I like people a lot, and I shoot almost nothing but portraits and candids, mostly at events like parties and nightclubs. People often come up to me and say “Nice camera!”
I used to think they were actually talking about the camera, and I’d smile and say “Thanks! I like it,” or if I was REALLY drunk I’d tell them the total cost of the body, lens, haze filter, flash, and memory card, and that would end the conversation without much reason for either of us to like the other.
Now, when I hear “Nice camera!”, I take it as:
1. a vaguely well-meaning compliment
2. an expression of interest: in photography, in being photographed, or in me personally
So I thank them for the compliment and sometimes that’s that. But if I’m interested in continuing the conversation, I reply with a question.
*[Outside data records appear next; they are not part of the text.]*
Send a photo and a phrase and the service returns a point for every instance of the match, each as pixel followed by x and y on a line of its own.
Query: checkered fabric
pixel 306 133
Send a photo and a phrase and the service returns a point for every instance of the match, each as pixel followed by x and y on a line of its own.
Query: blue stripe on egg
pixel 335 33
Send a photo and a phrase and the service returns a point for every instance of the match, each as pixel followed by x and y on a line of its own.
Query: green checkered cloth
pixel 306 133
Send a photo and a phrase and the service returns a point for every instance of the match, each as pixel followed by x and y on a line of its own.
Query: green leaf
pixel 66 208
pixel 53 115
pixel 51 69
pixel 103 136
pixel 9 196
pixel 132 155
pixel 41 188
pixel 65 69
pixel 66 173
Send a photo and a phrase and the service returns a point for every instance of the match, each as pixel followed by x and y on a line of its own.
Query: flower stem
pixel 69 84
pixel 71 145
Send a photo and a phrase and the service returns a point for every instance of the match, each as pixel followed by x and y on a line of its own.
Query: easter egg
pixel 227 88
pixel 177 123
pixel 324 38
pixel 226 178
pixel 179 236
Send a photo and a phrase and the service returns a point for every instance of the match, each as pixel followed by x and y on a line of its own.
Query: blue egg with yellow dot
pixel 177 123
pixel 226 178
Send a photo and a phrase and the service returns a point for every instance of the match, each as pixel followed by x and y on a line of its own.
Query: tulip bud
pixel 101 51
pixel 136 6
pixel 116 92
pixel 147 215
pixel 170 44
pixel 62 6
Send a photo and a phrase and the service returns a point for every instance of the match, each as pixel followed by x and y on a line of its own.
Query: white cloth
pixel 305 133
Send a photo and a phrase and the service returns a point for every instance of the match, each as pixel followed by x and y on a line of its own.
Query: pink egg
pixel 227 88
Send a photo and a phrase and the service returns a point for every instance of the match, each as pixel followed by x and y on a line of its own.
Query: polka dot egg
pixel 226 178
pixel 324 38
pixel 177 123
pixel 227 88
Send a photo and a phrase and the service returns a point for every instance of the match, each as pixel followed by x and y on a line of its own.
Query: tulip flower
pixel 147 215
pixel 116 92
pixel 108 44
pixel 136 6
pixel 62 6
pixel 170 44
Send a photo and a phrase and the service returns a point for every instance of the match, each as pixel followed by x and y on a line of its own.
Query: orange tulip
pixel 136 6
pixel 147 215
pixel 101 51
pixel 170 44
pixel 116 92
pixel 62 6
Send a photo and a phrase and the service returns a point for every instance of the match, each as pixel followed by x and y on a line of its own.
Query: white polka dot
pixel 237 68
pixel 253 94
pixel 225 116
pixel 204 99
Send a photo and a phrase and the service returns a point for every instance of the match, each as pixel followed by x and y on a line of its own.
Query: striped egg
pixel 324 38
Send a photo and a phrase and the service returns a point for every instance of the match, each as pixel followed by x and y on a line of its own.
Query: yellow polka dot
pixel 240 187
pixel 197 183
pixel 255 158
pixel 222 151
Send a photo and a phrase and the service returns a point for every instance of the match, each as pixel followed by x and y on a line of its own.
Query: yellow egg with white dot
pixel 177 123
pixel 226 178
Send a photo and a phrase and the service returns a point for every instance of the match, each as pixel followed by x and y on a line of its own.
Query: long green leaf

Some examples:
“Thank you! Are you into photography?”
Sometimes they are; sometimes not. What’s really gratifying is talking to the people who love to take snapshots and are looking for just a little bit of permission from an “expert” to begin thinking of themselves as photographers. For those folks who next ask “What kind of camera should I buy?”, sometimes I go through the whole conversation: what do you have now? what do you want to do with it? are you likely to carry a big camera around? But what I often say now is:
“Buy the newest Canon Rebel you can afford and a 50mm f1.8 lens. Set it to “A”, set the aperture to f/2, and take pictures of your friends without flash. Put the good pictures on Facebook or Flickr. If you haven’t used it after 6 months, sell it.”
In any case, asking about their interest in photography is a chance to get them talking about themselves, which is a good way to make friends.
“Thank you! Can I take your picture?”
Sometimes that’s all they wanted in the first place; in that case I do it and then tell them to find me on Facebook (*cough* http://facebook.com/benjyfeen *cough*). I’ve met a lot of people that way. A variation on that response is “Thank you! Hey, that’s a cute (tattoo | dog | ironic T-shirt | bunch of friends). Can I take a picture of it?” This is different from just asking to take their picture; it’s a compliment on their taste, rather than their looks, and it’s an opportunity to have a more general conversation.
I enjoy connecting with most people, so it’s nice that photography offers me that opportunity. When I’m not in the mood to connect with someone, I like knowing how to bow out gracefully. And hey—sometimes they just think it’s a nice camera.